To use this imagery as a metaphor for baptism, for the Christian life is then to draw in sharp contrast between then and now, before and after. To baptized into Christ’s death, to be buried with him in baptism, is not just flowery, dramatic language, it expresses a profound experience of discontinuity and change, an experience of something utterly new, becoming a new being, raised in newness of life.

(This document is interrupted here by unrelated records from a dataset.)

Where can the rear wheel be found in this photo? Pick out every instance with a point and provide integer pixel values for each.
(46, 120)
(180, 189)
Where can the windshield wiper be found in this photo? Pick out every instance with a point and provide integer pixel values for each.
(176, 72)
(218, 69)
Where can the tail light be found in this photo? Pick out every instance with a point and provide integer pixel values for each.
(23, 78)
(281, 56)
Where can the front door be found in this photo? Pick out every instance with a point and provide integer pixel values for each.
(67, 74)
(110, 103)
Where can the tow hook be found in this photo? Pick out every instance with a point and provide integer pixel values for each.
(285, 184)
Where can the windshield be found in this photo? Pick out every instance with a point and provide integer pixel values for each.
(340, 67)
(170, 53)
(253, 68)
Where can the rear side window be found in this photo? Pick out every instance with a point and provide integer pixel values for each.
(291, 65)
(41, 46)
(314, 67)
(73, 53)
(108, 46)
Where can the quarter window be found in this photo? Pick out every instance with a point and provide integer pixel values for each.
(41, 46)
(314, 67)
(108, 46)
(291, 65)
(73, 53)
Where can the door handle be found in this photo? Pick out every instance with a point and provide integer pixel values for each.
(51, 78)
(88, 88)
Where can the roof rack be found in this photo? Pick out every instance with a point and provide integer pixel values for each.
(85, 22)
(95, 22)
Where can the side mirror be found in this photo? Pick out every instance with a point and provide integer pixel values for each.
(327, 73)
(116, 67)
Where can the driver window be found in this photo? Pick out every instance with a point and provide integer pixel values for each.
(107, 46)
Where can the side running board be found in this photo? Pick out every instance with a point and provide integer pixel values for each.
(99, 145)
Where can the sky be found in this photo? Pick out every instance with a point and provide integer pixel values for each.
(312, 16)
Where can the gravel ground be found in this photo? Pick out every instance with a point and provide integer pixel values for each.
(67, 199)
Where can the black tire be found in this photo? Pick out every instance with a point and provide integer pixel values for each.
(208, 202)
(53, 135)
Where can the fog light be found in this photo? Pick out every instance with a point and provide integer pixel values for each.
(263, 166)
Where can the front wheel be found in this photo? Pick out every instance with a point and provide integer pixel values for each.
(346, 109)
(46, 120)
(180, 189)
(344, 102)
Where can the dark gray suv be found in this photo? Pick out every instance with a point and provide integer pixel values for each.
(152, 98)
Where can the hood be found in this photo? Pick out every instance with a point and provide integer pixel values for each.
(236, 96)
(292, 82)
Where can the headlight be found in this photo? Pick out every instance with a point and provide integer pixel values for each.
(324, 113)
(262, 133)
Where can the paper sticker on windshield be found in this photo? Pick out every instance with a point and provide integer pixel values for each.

The immensity of chasm between life and death, burial and resurrection, the metaphorical distance traveled when passing through the waters of baptism, that immensity, that distance, is inconceivable to us. But if we imagine the absence, the silence the stillness of the Saturday between Good Friday and Easter, we may begin to grasp not just the experience of the disciples as they lived through that day. We may also begin to grasp the experience of those early Christians, who conceived of baptism as a metaphorical burial and resurrection, who experienced the before and after of their own lives in terms of death and resurrection.

Can we in the twenty-first century share that experience? Can we know even in small degree, the death and resurrection, the burial and newness of life, that baptism is and should be? Can we know, in the absence, in the silence, in the stillness, can we sense some signs of new life, some signs of resurrection, in our lives? Is the risen Christ, restoring our humanity, remaking us in God’s image? Can we know the risen Christ, in the breaking of the bread? Can we see the risen Christ, in the candle glowing in the darkness? Can we see the world being made anew in the work we do? Can we see signs of death and resurrection in our own lives and in the world? Let us look, and wait, and rejoice. Alleluia. Christ is Risen!